In compiling our database and writing about these attacks, two sentences particularly bothered me. One, about an incident in March 2025: “Strike hit soup kitchen as civilians waited for food. Casualties mostly children.”

As writer Omar El Akkad has put it, every day you wake up and see images of the worst thing you can imagine. On this particular March day: a procession of adults delicately carrying and wheeling wounded children into a hospital – the kids silent, adults purposeful and reassuring, a drone buzzing overhead.

This shouldn’t be just a line in a spreadsheet. These are people. On an individual level, each act of violence being done to them – the emotional damage to their loved ones and communities – it reshapes their entire lives. Behind each number, there’s an entire world that’s been undone. When you allow yourself to tap into that realisation, you think, this must be enough to make us choose to make it stop. But it isn’t.

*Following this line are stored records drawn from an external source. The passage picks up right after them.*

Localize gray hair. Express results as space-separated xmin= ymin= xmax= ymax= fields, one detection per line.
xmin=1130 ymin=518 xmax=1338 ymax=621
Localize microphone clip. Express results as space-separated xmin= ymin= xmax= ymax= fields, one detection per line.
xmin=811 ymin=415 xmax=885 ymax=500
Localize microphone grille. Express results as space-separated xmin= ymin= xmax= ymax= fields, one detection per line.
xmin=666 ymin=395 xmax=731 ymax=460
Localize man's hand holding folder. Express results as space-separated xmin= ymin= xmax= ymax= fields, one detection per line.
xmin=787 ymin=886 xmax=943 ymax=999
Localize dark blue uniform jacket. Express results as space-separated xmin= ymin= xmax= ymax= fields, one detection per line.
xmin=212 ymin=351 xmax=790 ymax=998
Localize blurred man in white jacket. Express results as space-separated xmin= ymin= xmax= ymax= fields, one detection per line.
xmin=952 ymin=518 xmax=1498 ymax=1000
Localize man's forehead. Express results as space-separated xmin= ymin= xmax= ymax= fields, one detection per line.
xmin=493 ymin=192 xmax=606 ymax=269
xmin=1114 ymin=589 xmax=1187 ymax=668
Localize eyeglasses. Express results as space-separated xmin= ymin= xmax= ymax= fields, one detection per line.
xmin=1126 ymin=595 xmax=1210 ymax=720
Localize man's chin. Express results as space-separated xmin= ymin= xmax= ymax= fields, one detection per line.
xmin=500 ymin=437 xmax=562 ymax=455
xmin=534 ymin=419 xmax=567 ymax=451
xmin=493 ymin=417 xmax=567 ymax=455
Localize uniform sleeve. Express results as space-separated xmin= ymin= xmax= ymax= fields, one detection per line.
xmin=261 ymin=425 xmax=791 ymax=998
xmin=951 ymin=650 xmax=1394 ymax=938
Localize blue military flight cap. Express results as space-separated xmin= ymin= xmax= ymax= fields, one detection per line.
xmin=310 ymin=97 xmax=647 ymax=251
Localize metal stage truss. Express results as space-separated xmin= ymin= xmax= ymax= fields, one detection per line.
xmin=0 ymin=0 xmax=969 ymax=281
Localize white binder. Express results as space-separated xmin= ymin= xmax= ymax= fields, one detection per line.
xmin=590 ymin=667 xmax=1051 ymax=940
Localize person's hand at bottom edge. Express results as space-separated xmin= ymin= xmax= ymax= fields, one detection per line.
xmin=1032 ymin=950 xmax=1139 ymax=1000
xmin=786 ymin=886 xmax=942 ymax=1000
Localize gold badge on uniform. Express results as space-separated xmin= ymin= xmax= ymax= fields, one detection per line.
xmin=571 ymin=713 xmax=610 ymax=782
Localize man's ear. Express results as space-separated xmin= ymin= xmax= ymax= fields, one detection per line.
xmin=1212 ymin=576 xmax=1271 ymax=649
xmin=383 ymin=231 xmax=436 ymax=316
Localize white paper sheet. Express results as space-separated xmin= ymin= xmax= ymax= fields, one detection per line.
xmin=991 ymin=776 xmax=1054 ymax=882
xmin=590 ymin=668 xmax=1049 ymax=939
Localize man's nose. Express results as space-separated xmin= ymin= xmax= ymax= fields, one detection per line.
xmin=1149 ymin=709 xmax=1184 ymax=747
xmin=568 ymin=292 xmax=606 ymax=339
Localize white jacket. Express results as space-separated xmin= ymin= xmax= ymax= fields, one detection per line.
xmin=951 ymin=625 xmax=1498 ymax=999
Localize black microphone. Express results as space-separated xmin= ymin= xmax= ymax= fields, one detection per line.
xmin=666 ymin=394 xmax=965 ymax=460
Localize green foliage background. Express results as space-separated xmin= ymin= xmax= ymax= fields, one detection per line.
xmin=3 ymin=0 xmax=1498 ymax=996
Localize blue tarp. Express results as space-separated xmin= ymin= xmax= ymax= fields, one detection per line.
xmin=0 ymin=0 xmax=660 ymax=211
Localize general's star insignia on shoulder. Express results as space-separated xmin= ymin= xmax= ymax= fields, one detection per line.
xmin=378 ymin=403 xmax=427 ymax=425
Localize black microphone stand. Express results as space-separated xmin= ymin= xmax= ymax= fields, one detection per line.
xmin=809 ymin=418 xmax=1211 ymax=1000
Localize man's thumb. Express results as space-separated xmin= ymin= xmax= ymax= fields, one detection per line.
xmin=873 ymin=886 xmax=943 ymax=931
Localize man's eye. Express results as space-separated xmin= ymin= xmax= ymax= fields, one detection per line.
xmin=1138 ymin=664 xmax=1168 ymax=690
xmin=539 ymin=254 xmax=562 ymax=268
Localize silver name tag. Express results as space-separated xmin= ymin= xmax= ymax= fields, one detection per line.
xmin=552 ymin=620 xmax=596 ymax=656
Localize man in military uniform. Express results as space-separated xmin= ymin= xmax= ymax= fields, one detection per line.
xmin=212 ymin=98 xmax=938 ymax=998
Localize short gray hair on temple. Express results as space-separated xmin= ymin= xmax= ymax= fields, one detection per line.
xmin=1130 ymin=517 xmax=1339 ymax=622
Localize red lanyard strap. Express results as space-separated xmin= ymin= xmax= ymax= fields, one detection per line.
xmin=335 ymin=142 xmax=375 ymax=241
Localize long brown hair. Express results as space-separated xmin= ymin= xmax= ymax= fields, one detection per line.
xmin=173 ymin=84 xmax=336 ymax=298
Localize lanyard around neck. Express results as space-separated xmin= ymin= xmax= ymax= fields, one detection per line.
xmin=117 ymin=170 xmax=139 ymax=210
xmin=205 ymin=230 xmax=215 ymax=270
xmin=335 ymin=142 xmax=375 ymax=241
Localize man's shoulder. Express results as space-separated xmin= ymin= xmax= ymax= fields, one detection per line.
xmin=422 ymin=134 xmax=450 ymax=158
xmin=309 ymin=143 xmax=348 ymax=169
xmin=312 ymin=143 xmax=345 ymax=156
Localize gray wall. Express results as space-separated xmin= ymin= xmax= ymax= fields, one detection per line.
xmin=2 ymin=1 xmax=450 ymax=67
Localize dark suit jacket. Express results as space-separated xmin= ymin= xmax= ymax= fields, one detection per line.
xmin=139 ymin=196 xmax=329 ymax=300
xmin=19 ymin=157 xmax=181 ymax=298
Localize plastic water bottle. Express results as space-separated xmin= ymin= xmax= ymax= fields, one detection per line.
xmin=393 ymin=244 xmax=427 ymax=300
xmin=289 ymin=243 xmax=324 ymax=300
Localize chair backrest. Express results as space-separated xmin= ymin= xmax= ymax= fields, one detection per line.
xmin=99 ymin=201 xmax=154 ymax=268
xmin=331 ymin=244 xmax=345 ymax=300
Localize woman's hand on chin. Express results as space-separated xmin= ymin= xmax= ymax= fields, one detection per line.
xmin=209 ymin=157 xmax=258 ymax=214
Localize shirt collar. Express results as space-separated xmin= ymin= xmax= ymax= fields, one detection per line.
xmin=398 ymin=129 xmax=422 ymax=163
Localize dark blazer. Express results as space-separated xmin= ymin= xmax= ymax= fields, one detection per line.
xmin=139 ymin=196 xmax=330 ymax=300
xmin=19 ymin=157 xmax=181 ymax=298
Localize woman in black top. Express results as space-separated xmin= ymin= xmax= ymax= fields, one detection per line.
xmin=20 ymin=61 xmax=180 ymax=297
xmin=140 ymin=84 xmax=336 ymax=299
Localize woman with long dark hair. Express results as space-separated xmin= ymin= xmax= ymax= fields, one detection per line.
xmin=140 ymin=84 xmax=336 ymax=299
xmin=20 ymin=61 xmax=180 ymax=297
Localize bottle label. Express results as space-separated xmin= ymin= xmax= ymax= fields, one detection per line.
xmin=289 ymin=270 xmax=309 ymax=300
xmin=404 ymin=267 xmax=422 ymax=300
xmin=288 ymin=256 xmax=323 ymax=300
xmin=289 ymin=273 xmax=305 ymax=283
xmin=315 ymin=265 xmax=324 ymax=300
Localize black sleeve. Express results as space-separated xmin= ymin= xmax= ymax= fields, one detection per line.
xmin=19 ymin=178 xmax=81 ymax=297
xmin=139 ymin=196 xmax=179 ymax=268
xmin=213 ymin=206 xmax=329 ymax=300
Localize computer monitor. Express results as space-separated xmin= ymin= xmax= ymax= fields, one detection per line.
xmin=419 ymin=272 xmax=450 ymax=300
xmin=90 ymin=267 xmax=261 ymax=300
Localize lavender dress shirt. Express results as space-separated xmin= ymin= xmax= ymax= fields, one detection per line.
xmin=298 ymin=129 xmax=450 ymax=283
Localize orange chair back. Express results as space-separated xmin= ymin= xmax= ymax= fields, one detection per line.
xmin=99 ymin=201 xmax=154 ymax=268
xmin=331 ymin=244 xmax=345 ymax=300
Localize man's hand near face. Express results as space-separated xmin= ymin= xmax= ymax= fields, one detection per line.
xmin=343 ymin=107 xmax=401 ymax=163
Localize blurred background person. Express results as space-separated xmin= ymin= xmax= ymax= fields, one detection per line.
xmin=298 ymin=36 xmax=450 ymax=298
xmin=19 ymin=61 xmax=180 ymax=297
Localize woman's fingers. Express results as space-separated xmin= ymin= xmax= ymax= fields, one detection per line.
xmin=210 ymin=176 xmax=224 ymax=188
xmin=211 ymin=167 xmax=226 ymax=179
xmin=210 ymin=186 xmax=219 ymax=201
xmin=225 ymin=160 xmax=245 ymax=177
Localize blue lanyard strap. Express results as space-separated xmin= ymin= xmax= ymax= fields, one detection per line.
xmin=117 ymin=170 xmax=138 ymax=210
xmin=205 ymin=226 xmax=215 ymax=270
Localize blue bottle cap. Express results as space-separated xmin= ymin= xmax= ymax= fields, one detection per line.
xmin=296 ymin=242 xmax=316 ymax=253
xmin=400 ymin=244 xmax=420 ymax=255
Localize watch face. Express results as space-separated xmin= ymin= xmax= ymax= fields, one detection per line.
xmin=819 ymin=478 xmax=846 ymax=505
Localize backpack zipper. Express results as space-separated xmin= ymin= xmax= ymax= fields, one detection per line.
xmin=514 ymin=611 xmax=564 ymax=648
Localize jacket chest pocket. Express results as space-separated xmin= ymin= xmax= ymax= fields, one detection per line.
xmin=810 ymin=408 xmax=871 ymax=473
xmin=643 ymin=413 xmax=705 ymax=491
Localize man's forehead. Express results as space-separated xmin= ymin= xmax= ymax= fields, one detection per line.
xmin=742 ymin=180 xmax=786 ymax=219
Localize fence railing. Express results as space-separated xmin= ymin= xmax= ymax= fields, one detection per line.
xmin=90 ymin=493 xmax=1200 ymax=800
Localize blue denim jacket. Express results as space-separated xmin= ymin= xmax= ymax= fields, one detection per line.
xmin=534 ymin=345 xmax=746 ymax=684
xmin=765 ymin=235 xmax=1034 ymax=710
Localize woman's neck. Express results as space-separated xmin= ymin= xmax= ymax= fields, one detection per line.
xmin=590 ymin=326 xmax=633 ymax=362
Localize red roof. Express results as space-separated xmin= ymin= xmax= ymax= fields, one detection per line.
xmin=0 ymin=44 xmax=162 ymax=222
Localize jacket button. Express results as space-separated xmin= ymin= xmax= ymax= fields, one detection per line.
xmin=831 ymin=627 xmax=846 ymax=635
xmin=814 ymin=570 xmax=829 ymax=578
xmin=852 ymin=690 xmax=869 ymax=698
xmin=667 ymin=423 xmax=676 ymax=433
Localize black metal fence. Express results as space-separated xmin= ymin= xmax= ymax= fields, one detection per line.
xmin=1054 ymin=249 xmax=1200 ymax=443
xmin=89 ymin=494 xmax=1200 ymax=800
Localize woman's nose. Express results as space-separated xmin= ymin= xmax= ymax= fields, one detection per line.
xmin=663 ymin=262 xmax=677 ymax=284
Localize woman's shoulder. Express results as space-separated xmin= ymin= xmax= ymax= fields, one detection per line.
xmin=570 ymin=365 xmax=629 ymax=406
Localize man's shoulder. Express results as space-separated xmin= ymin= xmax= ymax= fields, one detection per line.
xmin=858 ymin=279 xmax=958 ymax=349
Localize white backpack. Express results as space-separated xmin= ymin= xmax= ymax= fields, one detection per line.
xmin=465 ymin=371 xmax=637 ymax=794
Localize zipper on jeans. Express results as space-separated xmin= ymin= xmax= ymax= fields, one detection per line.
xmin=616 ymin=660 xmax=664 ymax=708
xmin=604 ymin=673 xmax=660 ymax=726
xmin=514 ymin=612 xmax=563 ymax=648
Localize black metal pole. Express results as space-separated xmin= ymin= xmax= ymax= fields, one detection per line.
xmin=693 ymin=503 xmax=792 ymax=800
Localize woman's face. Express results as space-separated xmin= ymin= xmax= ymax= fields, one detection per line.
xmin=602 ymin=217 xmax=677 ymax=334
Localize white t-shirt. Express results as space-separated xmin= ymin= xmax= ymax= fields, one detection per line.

The second sentence, trying to summarise why we reported this: “For legal accountability and history”. It admits the short-term futility of our work. It’s like screaming into the void. We have been watching this horror for almost two years. And, as I write this, Israel is pushing nearly 1 million Palestinians, already suffering from a famine it caused, out of Gaza City to an uncertain fate.

This project originated from the sense of disbelief and shame shared by so many watching the same things happen over and over again, in broad daylight, with no meaningful response from those in power.

It is hopefully a small contribution to efforts to hold those responsible to account, whenever we come to our senses, put this to an end, and begin to grapple with what we, collectively, have allowed to happen.